We are focused on the development and commercialization of peptide therapeutics for the treatment of GI diseases and obesity, including obesity caused by genetic deficiencies that result in metabolic disorders. We believe our product candidates have the potential to treat these diseases for which there are currently limited therapeutic options. We believe that ghrelin and MC4 are compelling targets because of their critical role in regulating GI function and metabolism, and that peptide therapeutics are well suited for activating these targets.

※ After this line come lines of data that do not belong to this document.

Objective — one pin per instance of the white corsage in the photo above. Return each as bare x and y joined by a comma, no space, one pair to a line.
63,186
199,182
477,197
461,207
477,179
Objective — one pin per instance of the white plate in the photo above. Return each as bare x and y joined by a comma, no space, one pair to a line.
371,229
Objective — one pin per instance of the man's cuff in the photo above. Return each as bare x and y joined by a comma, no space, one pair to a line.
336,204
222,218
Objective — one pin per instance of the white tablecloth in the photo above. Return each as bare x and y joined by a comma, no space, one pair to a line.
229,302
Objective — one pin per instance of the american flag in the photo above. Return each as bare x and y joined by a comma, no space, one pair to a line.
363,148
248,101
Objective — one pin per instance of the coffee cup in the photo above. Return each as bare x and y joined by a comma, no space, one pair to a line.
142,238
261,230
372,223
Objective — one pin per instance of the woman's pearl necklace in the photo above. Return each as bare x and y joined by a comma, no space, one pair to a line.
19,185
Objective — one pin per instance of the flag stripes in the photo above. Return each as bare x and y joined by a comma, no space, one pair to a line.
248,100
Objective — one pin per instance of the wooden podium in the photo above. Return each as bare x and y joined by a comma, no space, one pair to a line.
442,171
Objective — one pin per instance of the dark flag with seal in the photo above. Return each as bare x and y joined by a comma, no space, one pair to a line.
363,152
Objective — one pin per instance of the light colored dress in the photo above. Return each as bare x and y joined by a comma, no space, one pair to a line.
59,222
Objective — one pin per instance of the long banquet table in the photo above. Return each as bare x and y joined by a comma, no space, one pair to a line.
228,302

Based on the promising clinical results to date of relamorelin in diabetic gastroparesis, and the initial, favorable clinical profile of RM-493 for the treatment of obesity, including obesity caused by certain genetic deficiencies in the MC4 pathway, we believe these product candidates are well positioned to significantly improve the treatment of these indications.

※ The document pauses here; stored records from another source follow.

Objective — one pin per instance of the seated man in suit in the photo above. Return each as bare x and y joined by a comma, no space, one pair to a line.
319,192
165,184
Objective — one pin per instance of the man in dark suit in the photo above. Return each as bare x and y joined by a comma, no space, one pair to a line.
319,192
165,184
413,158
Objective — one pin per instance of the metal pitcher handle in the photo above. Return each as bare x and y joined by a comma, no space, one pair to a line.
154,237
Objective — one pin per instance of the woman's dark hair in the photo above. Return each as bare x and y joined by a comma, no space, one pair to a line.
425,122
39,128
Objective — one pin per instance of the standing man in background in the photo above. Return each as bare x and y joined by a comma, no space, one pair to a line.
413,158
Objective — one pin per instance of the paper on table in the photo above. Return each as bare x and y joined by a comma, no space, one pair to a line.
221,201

Relamorelin is a potent, best-in-class, Phase 2 ghrelin agonist in development for the treatment of diabetic gastroparesis and GI functional disorders. Relamorelin targets the receptor for ghrelin, which is a naturally occurring hormone that plays a critical role in GI motility, digestion, and the absorption of nutrients. Prior drugs targeted the same GI motility disorders, primarily through either the serotonin or dopamine receptors, but had significant safety issues. First-generation ghrelin agonists were small molecules with limited potency and efficacy. In contrast, the relamorelin peptide retains the specificity and functionality of the naturally occurring ghrelin peptide and is designed to increase GI motility, with markedly greater potency than both naturally occurring ghrelin and the first-generation small molecule agonists of ghrelin.

RM-493 is a potent, first-in-class, Phase 2 MC4 agonist that modulates a key pathway in humans that regulates energy homeostasis and food intake. MC4’s critical role in weight regulation was validated with the discovery that a heterozygous mutation of the MC4 receptor gene—a mutation in just one of the two copies of the MC4 receptor gene—results in early onset obesity and severe obesity. RM-493 targets the receptor for MC4, which is a key pathway that regulates energy, homeostasis, and food intake. The first generation of MC4 agonists were generally small molecules that failed in clinical trials due to safety issues, particularly increases in blood pressure, and had limited efficacy. In contrast, the RM-493 peptide retains the specificity and functionality of the naturally occurring hormone that activates MC4, and our Phase 1 and Phase 2 clinical trials have shown promising evidence of weight loss without adversely increasing blood pressure.